View Full Version : Unlimited broodnest
I am running 3 deeps, and 3 medium supers on one of my hives. I filled 2 supers and extracted. Now, my question is this.
I put the supers back on, wet, and the 3rd deep is full of honey. On further inspection, the second deep is about half full of honey. Should I get rid of the honey in the second, and remove half in the 3rd? Its only July, and I'm getting honeybound.
Also, they are on 4.9 as well.
[This message has been edited by Hook (edited July 04, 2003).]
07-04-2003, 04:46 PM
Are there a couple of empty frames in the brood nest for the queen to lay in? If so I wouldn't worry about it. If not, then I'd pull a couple of frames. Sometimes I just uncap some of the capped honey near the brood nest and the bees move it to make room for the queen. Seems like they won't move it if it's capped.
I forgot to add, that I also suspected a failing queen. I removed the old queen, and put a new one in a cage today, and it was as if the bees thanked me. I was in a hurry before, so I'll add to the original idea. The bees were extremely stressed out. Mean as heck. Like that buckfast Michael had, following me to the truck and such. My original thoughts were, that she was almost a year old, and was starting to lose the ability to run things right. I thought that there was limited brood as compared to earlier in the year, and the bees figured, if she is not going to lay, we will store honey there. Now that it is requeened, should I move stuff around, or do you think the bees will take matters into there own hands? And yes, the 3rd deep is mostly capped. The second is not really capped. But for unlimited management, I thought the two bottom boxes should be open to lay in. This is the first time I am trying this, and the swarm is quite large, and making honey for me. I took 50 pounds off already, and they are starting to store again.The 4.9 regression took some time, and I'm not quite there yet, but the bees are drawing the foundations evenly, without much drone comb.
I also wonder, if I am moving too many things around during this process. I have been moving bad comb out, then up, then removing it altogether. It seems to be working, but I suspect that moving it out then up, I am creating the 3rd box problem myself. I can use the honey in nucs for queen rearing, or extract it and feed it back. Both are no problem.
Thoughts, comments, input gladly accepted.
07-04-2003, 08:07 PM
I figure with three deeps that the queen will lay mostly in the bottom one, some in the middle one and probably not at all in the top one. In actuality she sometimes lays in all three, but I just try to keep some open space where she is currently laying. Not necassarily a lot of space, just some. As long as the honey is not capped I've seen them move a lot of it out of the way to open up a space for their queen. I've also seen them do as you say, where they fill it in with honey because there is no queen or the queen isn't laying yet. Then they move it out of the way when she does. If you have some drawn comb and an easy way to remove the honey from the deeps, you can swap out a frame or two. I wouldn't do too much because you disrupt where they want things for managing the brood and they can and will move things around.
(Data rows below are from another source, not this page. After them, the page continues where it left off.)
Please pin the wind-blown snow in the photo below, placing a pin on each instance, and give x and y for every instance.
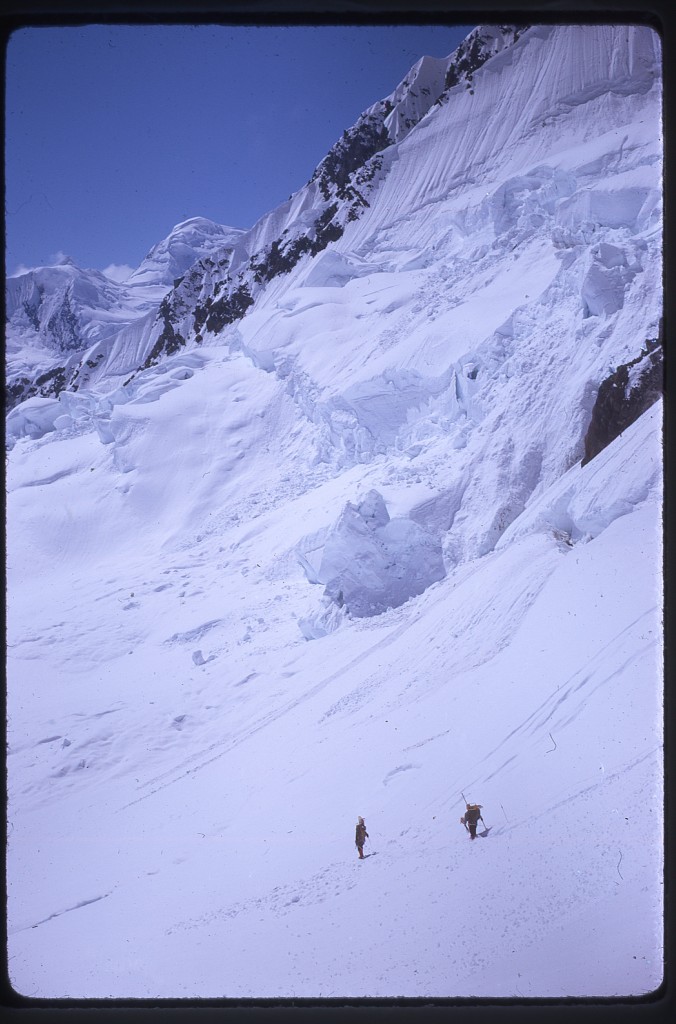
(339, 557)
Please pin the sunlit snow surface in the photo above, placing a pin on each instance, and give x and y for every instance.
(185, 767)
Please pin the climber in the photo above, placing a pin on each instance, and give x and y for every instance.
(470, 817)
(360, 837)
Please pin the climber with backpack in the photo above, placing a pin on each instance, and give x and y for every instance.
(360, 837)
(471, 816)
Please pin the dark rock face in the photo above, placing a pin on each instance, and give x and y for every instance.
(471, 53)
(625, 395)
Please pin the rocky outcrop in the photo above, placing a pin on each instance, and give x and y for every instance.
(625, 395)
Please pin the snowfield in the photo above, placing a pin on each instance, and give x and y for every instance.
(340, 558)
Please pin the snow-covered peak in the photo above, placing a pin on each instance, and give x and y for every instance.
(318, 539)
(186, 243)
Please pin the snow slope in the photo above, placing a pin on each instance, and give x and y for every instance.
(339, 557)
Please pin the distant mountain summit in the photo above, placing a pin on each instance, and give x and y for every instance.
(56, 313)
(186, 243)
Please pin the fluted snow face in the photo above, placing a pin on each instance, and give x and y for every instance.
(310, 531)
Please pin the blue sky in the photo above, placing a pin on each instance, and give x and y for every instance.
(116, 133)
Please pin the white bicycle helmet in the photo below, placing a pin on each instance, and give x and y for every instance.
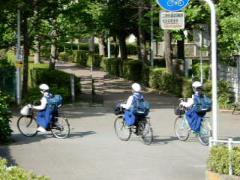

Since I've now gone to all mediums and no chemicals, I just pull out the honey and move it up into a super.
[This message has been edited by Michael Bush (edited July 05, 2003).]
07-05-2003, 07:59 PM
As Micheal says I use all deeps usually (instead of mediums)(i do have 120 shallow boxes though) so I pull the capped frames from the center gut of the second or third box and move into the supers. Could you remove the center 5 frames of the 3rd box extract and return within an hour or so? Let the bees brood them up or fill up with honey again. Just don't do this late in the season where the bees can't store enough for winter.
Thats what I going to do. I'll extract half of the third, and put it the comb back right away. That should help. It is what I thought I should do, but was unsure.